職場のコンプライアンスもちゃんと守り、良い成果を出してくれた人が適切に高い評価になり、処遇も良くなるのが公正な評価であり、それが会社を活性化させることだと考えました。

具体的な評価項目や基準については、各グループ長から説明を受けて下さい。

こちらの新しい評価シートは今期の上期から適応します。

2021年6月 4日 (金)

米国勤務の友人

私の大学時代からの親友が、従業員数が8千人もいるある材料メーカーで働いています。

もともとは研究所で働きながら理学博士を取得した技術者ですが、20年ほど前からは海外事業部に移って、もう15年以上は米国と台湾での海外勤務を続けています。

今のポジションは本社の専務執行役で、米国子会社の社長です。

その米国法人には700人もの米国人の部下がいて、同社にとって重要な拠点なのだそうです。

そんな重責を担う彼も自分との関係は学生時代のままで、これまでは2、3ヵ月に1回は役員会議等で帰国の度に必ず飲んでいたし、年に1回は必ず温泉旅行にも行っていたので、海外で勤務しているという距離感を感じないでいました。

しかし、今回のコロナ禍で米国から1年3ヵ月も帰国ができす、米国内でも自由に動けなかったので、毎日が職場と単身赴任の自宅の往復と、自炊生活が続いていたそうです。

そんな彼が久しぶりに帰国したので、1度だけ夕食を共にしました。

帰国して14日間は自宅から出られず、5日間だけ外出が可能になって職場にも行けましたが、またPCRを受けて米国に帰って行きました。

ただ、米国は既にコロナが収まっているので、自宅待機は3日間だけで良いそうです。

米国に暮らす彼から見ると、米国の感染数は日本の100倍もあったので、去年の最初の非常事態宣言は何でそんなレベルで大騒ぎをしているのか疑問に思い、そして、今の日本の感染対策についてはPCRにしてもワクチンにしても何故こんなに後手後手なんだと不思議に感じるそうです。

もう米国は正常化に向かって確実に動います。

日本の対策の後手後手は本当に歯がゆく情けないけど、おそらくあと4、5カ月もすればワクチンも増えて、世の中も安心してくるのではないでしょうか。

日本という国が機能不全になっているようで心配ですが、それまで私達は感染防止に努めながら日常生活と、仕事を粛々と進めて行くしかありません。

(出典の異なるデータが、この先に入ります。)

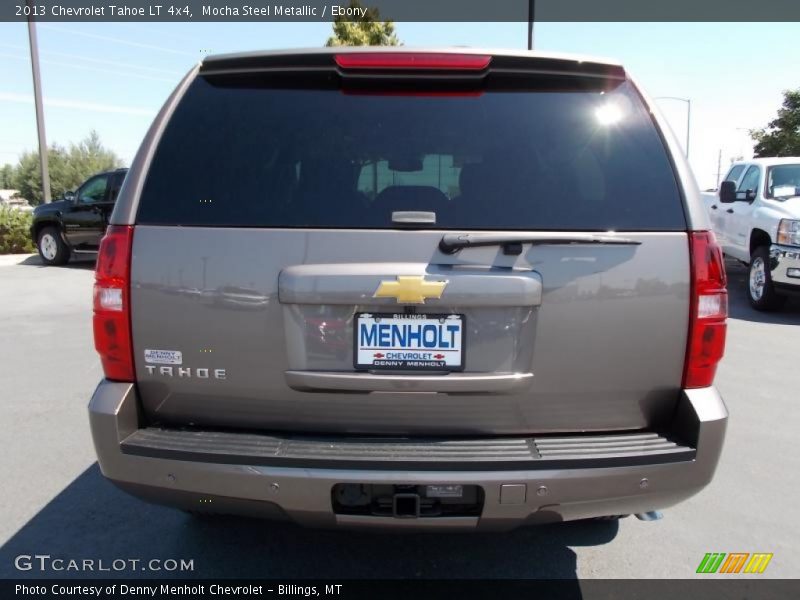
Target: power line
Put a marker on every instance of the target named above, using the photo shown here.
(98, 60)
(95, 69)
(117, 40)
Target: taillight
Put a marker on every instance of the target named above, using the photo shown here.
(707, 312)
(112, 309)
(412, 60)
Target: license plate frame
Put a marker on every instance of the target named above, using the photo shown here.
(411, 365)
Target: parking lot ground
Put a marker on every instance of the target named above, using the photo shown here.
(56, 502)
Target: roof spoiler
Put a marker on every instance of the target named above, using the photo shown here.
(352, 62)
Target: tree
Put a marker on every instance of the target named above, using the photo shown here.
(781, 137)
(366, 30)
(6, 176)
(68, 168)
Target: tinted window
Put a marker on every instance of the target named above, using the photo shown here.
(783, 181)
(734, 173)
(116, 183)
(246, 155)
(93, 190)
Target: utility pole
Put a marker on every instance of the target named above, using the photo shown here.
(37, 99)
(531, 16)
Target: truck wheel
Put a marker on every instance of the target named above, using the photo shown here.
(760, 290)
(51, 247)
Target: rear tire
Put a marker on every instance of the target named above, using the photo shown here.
(51, 246)
(760, 290)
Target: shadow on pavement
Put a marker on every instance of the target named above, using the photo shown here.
(739, 306)
(93, 519)
(82, 262)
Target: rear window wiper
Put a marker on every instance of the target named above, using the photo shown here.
(512, 242)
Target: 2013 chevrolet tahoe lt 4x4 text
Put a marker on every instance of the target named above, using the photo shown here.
(406, 288)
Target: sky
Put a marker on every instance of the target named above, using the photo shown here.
(113, 77)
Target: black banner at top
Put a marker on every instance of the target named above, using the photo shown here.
(400, 10)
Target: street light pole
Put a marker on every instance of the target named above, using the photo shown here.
(531, 15)
(37, 99)
(688, 116)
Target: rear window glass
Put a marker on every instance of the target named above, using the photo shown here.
(235, 154)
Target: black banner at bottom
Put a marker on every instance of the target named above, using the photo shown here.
(751, 588)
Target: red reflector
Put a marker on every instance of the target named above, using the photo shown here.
(112, 324)
(707, 312)
(412, 60)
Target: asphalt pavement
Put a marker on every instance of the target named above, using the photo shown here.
(55, 501)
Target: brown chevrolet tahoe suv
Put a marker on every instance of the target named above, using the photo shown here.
(409, 288)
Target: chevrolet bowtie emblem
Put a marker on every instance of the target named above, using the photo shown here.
(410, 289)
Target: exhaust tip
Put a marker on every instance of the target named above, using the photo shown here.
(653, 515)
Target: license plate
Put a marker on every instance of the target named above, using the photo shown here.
(409, 342)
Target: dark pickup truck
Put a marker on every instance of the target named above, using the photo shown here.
(75, 224)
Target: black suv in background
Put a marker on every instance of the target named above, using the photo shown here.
(76, 223)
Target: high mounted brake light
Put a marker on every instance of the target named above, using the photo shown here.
(707, 312)
(112, 310)
(413, 60)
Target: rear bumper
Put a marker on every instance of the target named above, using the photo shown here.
(785, 266)
(561, 478)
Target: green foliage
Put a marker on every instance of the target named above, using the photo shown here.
(781, 137)
(68, 168)
(15, 233)
(368, 30)
(6, 174)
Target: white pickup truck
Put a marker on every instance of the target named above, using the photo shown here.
(756, 218)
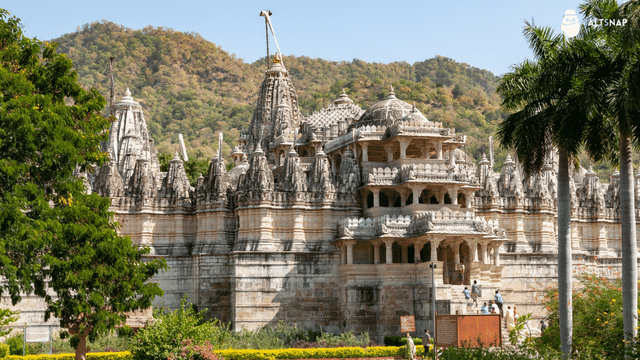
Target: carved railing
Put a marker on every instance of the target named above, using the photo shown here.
(417, 128)
(402, 226)
(340, 141)
(458, 138)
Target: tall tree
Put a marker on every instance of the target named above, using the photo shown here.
(549, 100)
(623, 96)
(53, 236)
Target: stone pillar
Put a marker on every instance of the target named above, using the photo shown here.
(456, 255)
(389, 149)
(334, 167)
(434, 249)
(416, 194)
(403, 198)
(483, 252)
(453, 194)
(473, 246)
(468, 198)
(417, 248)
(441, 197)
(389, 244)
(404, 144)
(349, 244)
(496, 254)
(376, 251)
(365, 152)
(376, 197)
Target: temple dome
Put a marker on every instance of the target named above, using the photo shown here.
(385, 112)
(415, 116)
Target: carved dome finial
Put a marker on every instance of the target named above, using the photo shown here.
(391, 94)
(508, 161)
(343, 99)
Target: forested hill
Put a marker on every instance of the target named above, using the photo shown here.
(189, 85)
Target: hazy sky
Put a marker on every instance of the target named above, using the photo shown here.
(484, 34)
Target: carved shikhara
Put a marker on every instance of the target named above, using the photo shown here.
(336, 216)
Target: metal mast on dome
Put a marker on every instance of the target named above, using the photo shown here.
(267, 20)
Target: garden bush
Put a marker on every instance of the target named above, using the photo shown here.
(597, 318)
(166, 335)
(4, 350)
(124, 355)
(400, 341)
(317, 353)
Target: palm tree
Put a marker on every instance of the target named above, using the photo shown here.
(551, 101)
(624, 100)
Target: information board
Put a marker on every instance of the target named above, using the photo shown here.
(479, 330)
(38, 334)
(468, 331)
(446, 331)
(407, 323)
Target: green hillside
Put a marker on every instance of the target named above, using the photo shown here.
(189, 85)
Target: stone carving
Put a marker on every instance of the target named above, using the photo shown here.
(108, 182)
(291, 178)
(142, 183)
(319, 182)
(175, 185)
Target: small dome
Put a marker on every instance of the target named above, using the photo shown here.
(343, 99)
(415, 116)
(386, 112)
(127, 99)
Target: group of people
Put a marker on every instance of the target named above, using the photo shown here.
(495, 305)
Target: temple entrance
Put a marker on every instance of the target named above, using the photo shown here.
(452, 253)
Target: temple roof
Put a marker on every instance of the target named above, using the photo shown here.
(385, 112)
(342, 108)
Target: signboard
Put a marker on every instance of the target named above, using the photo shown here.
(468, 330)
(38, 334)
(407, 323)
(446, 331)
(479, 330)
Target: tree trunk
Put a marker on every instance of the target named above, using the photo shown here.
(629, 246)
(81, 350)
(564, 255)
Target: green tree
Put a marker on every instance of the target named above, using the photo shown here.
(552, 104)
(53, 236)
(597, 315)
(623, 96)
(7, 316)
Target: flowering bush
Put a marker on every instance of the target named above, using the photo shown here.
(597, 317)
(168, 333)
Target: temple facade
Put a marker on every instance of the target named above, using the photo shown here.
(333, 219)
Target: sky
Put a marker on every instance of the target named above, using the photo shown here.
(483, 34)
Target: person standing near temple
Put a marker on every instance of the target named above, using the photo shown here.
(484, 309)
(475, 292)
(498, 300)
(426, 341)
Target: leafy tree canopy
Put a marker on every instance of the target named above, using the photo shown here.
(189, 85)
(53, 236)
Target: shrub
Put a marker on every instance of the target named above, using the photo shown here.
(317, 353)
(15, 343)
(278, 337)
(125, 355)
(400, 340)
(4, 350)
(597, 318)
(166, 335)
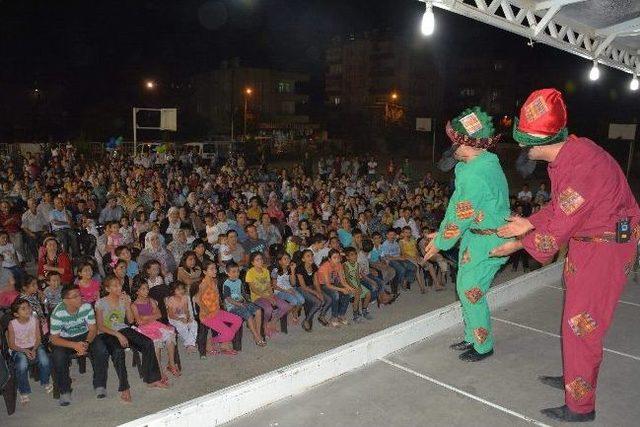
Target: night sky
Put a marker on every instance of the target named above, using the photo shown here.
(88, 59)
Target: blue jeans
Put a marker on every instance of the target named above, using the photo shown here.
(294, 298)
(405, 270)
(339, 303)
(22, 363)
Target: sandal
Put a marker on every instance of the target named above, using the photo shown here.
(125, 396)
(174, 370)
(159, 385)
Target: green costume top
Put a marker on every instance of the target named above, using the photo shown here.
(480, 200)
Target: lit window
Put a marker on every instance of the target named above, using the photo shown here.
(285, 87)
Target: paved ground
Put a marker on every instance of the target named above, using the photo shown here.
(204, 376)
(425, 384)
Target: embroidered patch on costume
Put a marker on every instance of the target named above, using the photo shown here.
(480, 334)
(570, 200)
(545, 242)
(471, 123)
(466, 257)
(451, 231)
(569, 268)
(582, 324)
(536, 109)
(578, 388)
(474, 295)
(627, 268)
(464, 210)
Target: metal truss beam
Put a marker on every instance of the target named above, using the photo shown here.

抑圧された辛い日々が続きますが、もう暫く頑張って参りましょう。

2021年6月 3日 (木)

113,618件

「113,618件」という数字が何か分かりますか。

これは当社の掲示板(フォーラム)にモニターが書き込んだコメントの件数です。

この掲示板はモニターサービスの一環として2000年頃から初めて、私が21年間もずっと管理人をして来たのですが11万件というのはなかなか凄い数字だと思いませんか。

この件数を21年で割ると年5,410件で、1日平均で15件の書き込みがあったことになります。

途中では1部の方に荒らされることもあって、21年間続ける中では色々と大変なこともありましたが、貴重な意見や心温まるやり取りもあって私自身も楽しめましたし、いつもは何千件、何万件という数字でしか見えないモニターの1人1人の人間を感じられる貴重な場所でもありました。

ただ、SNSの普及などの影響もあって、この数年は参加されるモニターも減り、1週間に数人の書き込みしかなくなりました。

また、今回の新アンケートシステムでも検討はしてもらいましたが、開発に150万円もかかるというので一旦は閉鎖することにしました。

当社の1つの行動指標が「お客様とモニターの信頼と満足を第一に考えて行動する。」であります。

モニターの信頼があってはじめて良いデータが回収できて、当社サービスの品質が確保できます。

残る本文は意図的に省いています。